PDR

PDR
Le aziende moderne aumentano il coinvolgimento dei dipendenti per farli sentire parte di una famiglia, con l’obiettivo di realizzare un progetto comune.
Avere un obiettivo comune con l’azienda significa per il dipendente impegnarsi e contribuire attivamente al suo successo, aumentando l’efficienza e la qualità del proprio lavoro.
In Rai il Premio di Risultato (PDR) dovrebbe essere lo strumento che l’azienda utilizza per incentivare e premiare il maggiore impegno dei lavoratori, al fine di garantire il raggiungimento dei propri obiettivi.
Ma quali sono gli obiettivi della Rai?
La Rai da sempre pare mettere in essere tutti gli strumenti idonei a rendere improbabile il pagamento del Pdr e questo ovviamente pone degli interrogativi in merito alla reale volontà di incentivare la produttività dei suoi dipendenti.
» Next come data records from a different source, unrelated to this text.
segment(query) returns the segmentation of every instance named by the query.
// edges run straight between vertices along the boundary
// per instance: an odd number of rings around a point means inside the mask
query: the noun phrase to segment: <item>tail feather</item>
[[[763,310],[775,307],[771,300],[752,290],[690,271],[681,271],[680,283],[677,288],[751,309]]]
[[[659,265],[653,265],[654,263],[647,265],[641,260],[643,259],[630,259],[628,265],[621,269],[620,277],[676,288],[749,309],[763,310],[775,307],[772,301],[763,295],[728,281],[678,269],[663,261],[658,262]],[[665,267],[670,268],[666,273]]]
La premialità era stata strutturata in passato in due parti, la prima era una cifra fissa che veniva pagata ogni anno nel mese di ottobre ed ammontava a 509 € lordi in classe 4 denominata Premio di Produzione. La seconda parte, 1.579 € era subordinata al raggiungimento di un parametro economico (MOL) e solo in tal caso veniva poi erogata nel mese di aprile dell’anno successivo.
Se nel 2018 fosse stato pagato il PDR, quindi, sarebbe stato di 1.579 € lordi in classe 4. Purtroppo invece così non è stato e tale somma si è persa per l’ennesima volta poiché il fatidico parametro previsionale non è stato raggiunto, a prescindere dall’impegno dei lavoratori.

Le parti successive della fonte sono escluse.